И т. д., и т. д., и т. д.!!!

Около четверти часа лилась моя речь. Тархов всё молчал. Меня начинало смущать это молчание. Я изредка взглядывал на него, не столько для того, чтобы удостовериться во впечатлении, которое производили мои слова, сколько для того, чтобы понять, отчего это он не возражает и не соглашается, а сидит, словно глухонемой? Мне наконец, однако, показалось, что в лице его происходит… да, действительно происходит перемена. Оно стало выражать беспокойство, тревогу, тоскливую тревогу… Но, странное дело! то оживленное, светлое, смеющееся нечто, то, что поразило меня с самого первого взгляда на Тархова, все-таки не покидало этого встревоженного, этого тоскливого лица! Я еще не знал, поздравлять ли мне самого себя с успехом своей проповеди, как вдруг Тархов поднялся и, стиснув мне обе руки, промолвил скороговоркой:

— Благодарю, благодарю. Ты, конечно, прав… хотя, с другой стороны, можно было бы заметить… Ведь что такое собственно твой хваленый Бабурин? Честный тупец — и больше ничего! Ты его республиканцем величаешь — а он просто бука! У! Вот он что! Весь его республиканизм состоит в том, что он нигде не уживается.

— А! ты так полагаешь! Бука! не уживается!! — Но знаешь ли ты, — продолжал я с внезапной запальчивостью, — знаешь ли ты, любезный Владимир Николаич, что в наше время не уживаться нигде — это признак хорошей, благородной натуры? Одни пустые люди — дурные люди — везде уживаются и примиряются со всем! Ты говоришь: Бабурин — честный тупец!!! Что ж, по-твоему, лучше быть бесчестным остряком?

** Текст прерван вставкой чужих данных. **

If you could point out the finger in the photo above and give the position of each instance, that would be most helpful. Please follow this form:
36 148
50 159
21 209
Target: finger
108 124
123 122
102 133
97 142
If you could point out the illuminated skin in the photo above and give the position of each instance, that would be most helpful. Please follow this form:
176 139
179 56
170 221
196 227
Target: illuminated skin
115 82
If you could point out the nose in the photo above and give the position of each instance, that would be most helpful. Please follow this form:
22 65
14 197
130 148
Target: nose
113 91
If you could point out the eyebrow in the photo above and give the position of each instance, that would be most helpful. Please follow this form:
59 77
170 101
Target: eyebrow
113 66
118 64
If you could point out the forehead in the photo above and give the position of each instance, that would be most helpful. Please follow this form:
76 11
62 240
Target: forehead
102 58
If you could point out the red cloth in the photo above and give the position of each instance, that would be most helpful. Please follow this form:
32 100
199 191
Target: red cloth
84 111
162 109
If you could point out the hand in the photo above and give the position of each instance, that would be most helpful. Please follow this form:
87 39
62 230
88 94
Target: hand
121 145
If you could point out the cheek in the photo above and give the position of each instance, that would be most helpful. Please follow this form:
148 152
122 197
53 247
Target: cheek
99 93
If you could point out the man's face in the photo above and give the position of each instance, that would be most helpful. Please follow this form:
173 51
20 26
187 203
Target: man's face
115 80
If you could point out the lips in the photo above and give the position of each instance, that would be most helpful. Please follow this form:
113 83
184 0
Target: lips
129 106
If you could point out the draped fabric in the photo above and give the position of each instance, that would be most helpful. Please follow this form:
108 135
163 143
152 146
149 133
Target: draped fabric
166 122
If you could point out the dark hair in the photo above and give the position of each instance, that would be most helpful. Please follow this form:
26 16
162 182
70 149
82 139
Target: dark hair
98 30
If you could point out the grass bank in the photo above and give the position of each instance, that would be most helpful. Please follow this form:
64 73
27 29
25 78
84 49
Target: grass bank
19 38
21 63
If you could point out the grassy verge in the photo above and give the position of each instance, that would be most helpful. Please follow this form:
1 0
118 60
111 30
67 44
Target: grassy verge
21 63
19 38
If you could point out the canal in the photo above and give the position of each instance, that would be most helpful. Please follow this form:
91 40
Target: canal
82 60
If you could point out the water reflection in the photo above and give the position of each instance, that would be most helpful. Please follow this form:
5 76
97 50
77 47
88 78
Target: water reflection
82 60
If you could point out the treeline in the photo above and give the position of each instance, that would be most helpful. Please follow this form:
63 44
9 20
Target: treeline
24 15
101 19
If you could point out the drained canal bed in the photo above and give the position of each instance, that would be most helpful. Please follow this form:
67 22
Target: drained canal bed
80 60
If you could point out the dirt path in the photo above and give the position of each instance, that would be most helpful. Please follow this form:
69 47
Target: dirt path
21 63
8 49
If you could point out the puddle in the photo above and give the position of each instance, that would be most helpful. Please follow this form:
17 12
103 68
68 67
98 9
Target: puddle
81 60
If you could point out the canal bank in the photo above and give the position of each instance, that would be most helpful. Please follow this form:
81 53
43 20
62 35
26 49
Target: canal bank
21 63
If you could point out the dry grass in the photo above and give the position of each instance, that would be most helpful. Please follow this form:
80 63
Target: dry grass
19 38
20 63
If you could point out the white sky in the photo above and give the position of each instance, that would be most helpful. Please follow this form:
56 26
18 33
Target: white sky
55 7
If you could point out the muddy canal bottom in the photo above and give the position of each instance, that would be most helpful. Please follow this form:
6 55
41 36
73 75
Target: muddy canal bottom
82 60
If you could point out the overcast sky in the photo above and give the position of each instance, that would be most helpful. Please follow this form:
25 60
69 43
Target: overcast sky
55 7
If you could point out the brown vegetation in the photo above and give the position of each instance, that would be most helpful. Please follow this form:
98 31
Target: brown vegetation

— Ты извращаешь мои слова! — воскликнул Тархов. — Я хотел только объяснить тебе, как я понимаю этого господина. Ты думаешь — он такой редкий экземпляр? Ничуть! Подобных ему людей я тоже встречал на своем веку. Сидит человек с этаким важным видом, молчит, упорствует, топорщится… Ого-го! Знать, у него внутри, там — много! А внутри-то ничего у него нет, ни единой мысли нет в его голове — одно только чувство собственного достоинства.

— Уж и это одно — почтенная вещь, — перебил я. — Но позволь спросить, где ты успел так изучить его? Ведь ты его не знаешь? Или ты его расписываешь… со слов Музы?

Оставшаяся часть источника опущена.